Lo más vistoso de la antigua casona de
Olmué era una enorme piscina rodeada de prados. Sobre el césped,
apuntando indolentemente a la alberca, el sacerdote a cargo de la
delegación de seminaristas, Mauro Ojeda, invitó a sus alumnos a bañarse
desnudos en cuanto cayera la noche. La propuesta flotó en el aire como
un misterio pagano. El mismo cura, repetidas veces durante la jornada,
descartó que se tratase de una broma. El rebaño estaba inquieto.
La luz del día se desvaneció lentamente
hasta terminar en el más oscuro degradé. Era la hora pactada. Ojeda,
como si se tratase de un viejo rito, incitó a los seminaristas a
quitarse la ropa. La mayoría pensó que se trataba de una prueba. El cura
se desnudó y se metió a la piscina. “Era como un oso gigante, peludo,
horrible”, recuerda uno de los presentes.
Todos los seminaristas lo siguieron,
salvo uno.

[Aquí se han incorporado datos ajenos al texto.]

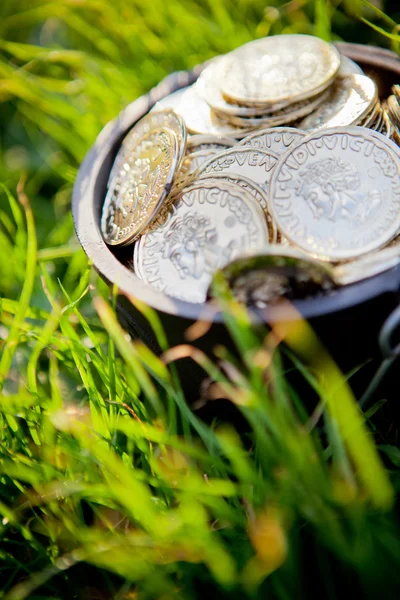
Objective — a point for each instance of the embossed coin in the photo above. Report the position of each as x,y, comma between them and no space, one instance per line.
189,167
350,101
336,194
262,279
207,87
255,164
199,117
255,190
166,118
137,193
205,142
289,114
211,223
279,68
277,139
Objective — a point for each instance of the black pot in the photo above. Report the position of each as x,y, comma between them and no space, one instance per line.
348,321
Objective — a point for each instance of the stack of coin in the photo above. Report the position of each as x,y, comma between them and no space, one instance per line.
311,189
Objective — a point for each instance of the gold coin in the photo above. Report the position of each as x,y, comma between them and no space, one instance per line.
165,118
137,193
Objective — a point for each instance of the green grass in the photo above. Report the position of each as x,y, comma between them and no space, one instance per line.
111,485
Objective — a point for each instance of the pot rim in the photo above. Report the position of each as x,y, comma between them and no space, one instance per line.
89,192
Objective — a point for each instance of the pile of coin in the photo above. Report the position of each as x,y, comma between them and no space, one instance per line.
277,166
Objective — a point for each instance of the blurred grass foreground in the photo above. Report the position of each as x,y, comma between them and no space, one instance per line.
111,486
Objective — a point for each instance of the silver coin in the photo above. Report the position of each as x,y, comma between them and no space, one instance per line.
368,266
165,118
262,279
210,224
192,162
277,139
255,164
336,194
199,117
348,67
351,99
289,114
279,68
255,190
136,195
207,87
203,142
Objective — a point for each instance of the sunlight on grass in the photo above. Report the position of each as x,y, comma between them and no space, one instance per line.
112,485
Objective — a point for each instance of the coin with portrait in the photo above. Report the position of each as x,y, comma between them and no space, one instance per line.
211,223
336,194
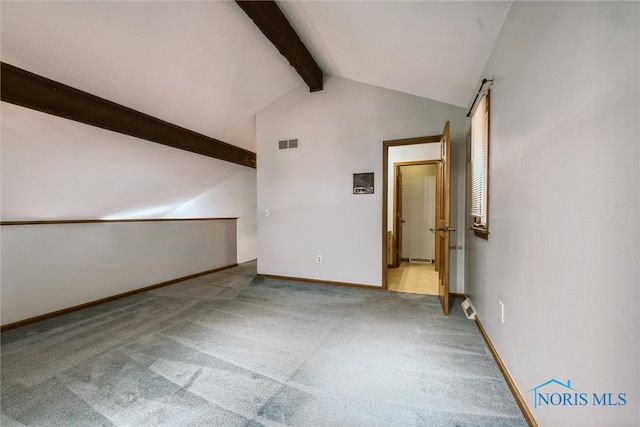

Flotando en el agua, el sacerdote increpó al rebelde: ¿Tienes
dudas de tu sexualidad?, inquirió en voz alta.
Mauricio Pulgar llevaba un par de meses
en el seminario Pontificio San Rafael, ubicado a un costado del
Santuario de Lo Vásquez, invitado por el mismo cura que chapoteaba en la
piscina. Aquel que pedía a sus alumnos que lo llamaran “papito” y que
visitó la casa de su padre para convencerlo de entregar a su hijo a
Dios. Ojeda le habría dicho a Pulgar en otra ocasión: “Nosotros somos
una familia espiritual y tenemos que acompañarnos, solo entre nosotros
las cosas se entienden. Tenemos que guardarnos nuestras cosas, nuestra
pobreza humana, la gente de afuera no las entiende”.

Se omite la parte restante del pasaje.